####                                    #### Uncertainty Quantification - P10 / P50 / P90*

Also see:

When there are significant uncertainties in our heterogeneous reservoir descriptions, as there almost always are, there is no such thing as a meaningful P10, P50, P90, or Px case description.  There are only meaningful P10, P50, or Px results that must be determined from probabilistic analysis.  Any valid question in reservoir modeling, regardless of the model used, must be asked to some number of cases, representing many combinations of the uncertainties, in order to obtain a probabilistic distribution of the answer.   Absolute predictions require a statistically significant set of cases, but optimizations may require only a small number (see SensorPx Example 3). Individual scenarios have a near-zero probability of occurrence, and any desired number of Px cases of oil recovery, for example, can be found or constructed.  When the uncertainties have large effects on the results, no single case can answer any question or represent any probability of description or behavior, and is virtually meaningless in itself, beyond the Px probabilistic result that it reproduces and that was used to choose it amongst the considered scenarios.

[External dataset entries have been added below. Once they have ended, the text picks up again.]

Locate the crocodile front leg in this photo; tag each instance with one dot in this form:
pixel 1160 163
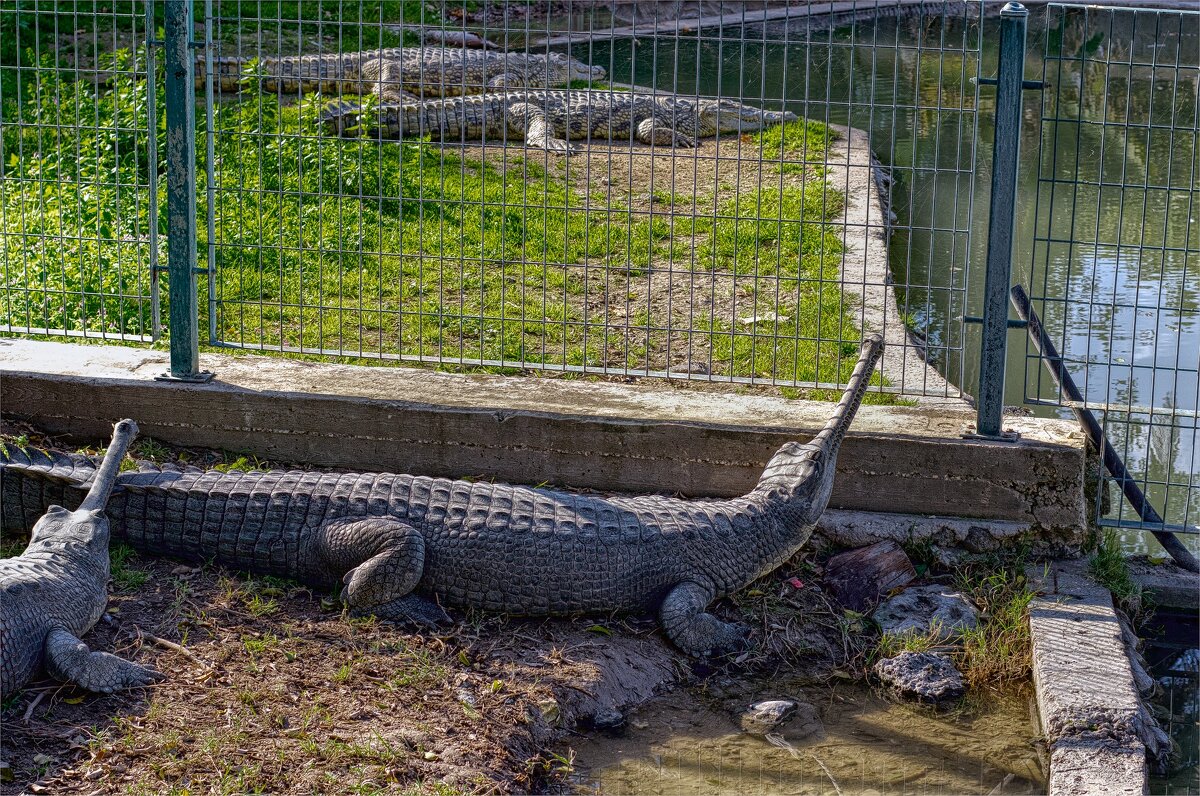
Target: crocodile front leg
pixel 383 560
pixel 67 658
pixel 691 628
pixel 531 120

In probabilistic analysis, one might run 1000 realizations of equally-probable combinations of the uncertain variables.  The estimated P90 oil recovery is the recovery that is exceeded in 90% of the cases (there is a 90% chance the recovery will be greater than the exceedance P90 value)**.  "Cumulative" probabilities are the opposite of exceedance probabilities:

low            median           high

Exceedance probabilities:          P90               P50             P10

Cumulative probabilities:            P10               P50             P90

A given case might give a P90 oil recovery and a P10 gas recovery.  In general there will be no realization that gives P90 results for more than one variable.  Depending on how much effect the uncertain variables have on the results, there may be no such thing as "what happens in the neighborhood of the P10".  There is such a thing, if the effect is little.  Two P90 cases (of a given variable) can easily be absolutely and completely different.  Multiple P10 cases tend to exhibit less difference in description and behavior.  The differences in multiple cases giving a result of the same exceedance probability Px decrease with decreasing value of x.

Consider a case that gives (optimistic) P10 oil recovery that has very many wells.  From that case one might easily construct two P90 oil recovery (pessimistic) cases that each operate a completely different subset of the wells in the P10 oil recovery case.

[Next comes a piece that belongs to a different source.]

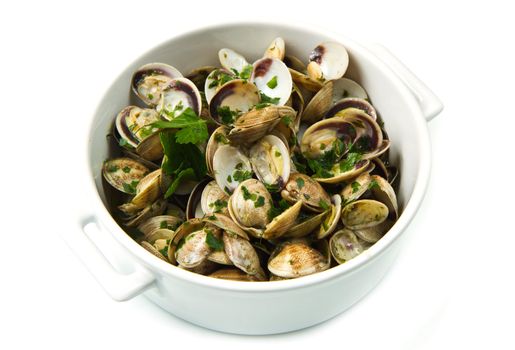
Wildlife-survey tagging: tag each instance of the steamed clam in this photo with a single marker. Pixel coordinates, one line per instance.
(254, 169)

That same extreme difference of representative cases naturally results from stochastic (or probabilistic) representation of the most common uncertain variables, porosity and permeability.

Coming up with a Px case requires a reverse model calculation, no matter what model is used, to determine the inputs corresponding to a set of Px scalar outputs, as a function of time.  That is a far, far more complex task than the forward model.  Those companies and processes insisting on single or a few representative probabilistic cases (rather than results) are not correctly using reservoir models.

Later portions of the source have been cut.